The assemblies generated using Flye 2.5 could be downloaded from [Zenodo](https://zenodo.org/record/3353665).
All datasets were run with default parameters with the following exceptions:
CHM13 T2T was run with `--min-overlap 10000`; CHM1 was run with `--asm-overage 40`;
HG002 was run with maximum read error rate set to 1%.

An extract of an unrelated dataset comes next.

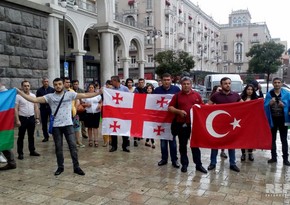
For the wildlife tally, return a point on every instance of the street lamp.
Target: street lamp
(63, 3)
(154, 34)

## <a name="algorithm"></a> Algorithm Description

This is a brief description of the Flye algorithm. Please refer to the manuscript
for more detailed information. The draft contig extension is organized as follows:

* K-mer counting / erroneous k-mer pre-filtering
* Solid k-mer selection (k-mers with sufficient frequency, which are unlikely to be erroneous)
* Contig extension. The algorithm starts from a single read and extends it
  with a next overlapping read (overlaps are dynamically detected using the selected
  solid k-mers).

Note that we do not attempt to resolve repeats at this stage, thus
the reconstructed contigs might contain misassemblies. 
Flye then aligns the reads on these draft contigs using minimap2 and
calls a consensus. Afterwards, Flye performs repeat analysis as follows:

* Repeat graph is constructed from the (possibly misassembled) contigs
* In this graph all repeats longer than minimum overlap are collapsed
* The algorithm resolves repeats using the read information and graph structure
* The unbranching paths in the graph are output as contigs

After resolving bridged repeats, Trestle module attempts to resolve simple unbridged
repeats (of multiplicity 2) using the heterogeneities between repeat copies.
Finally, Flye performs polishing of the resulting assembly
to correct the remaining errors:

* Alignment of all reads to the current assembly using minimap2
* Partition the alignment into mini-alignments (bubbles)
* Error correction of each bubble using a maximum likelihood approach

The polishing steps could be repeated, which might slightly increase quality for some datasets.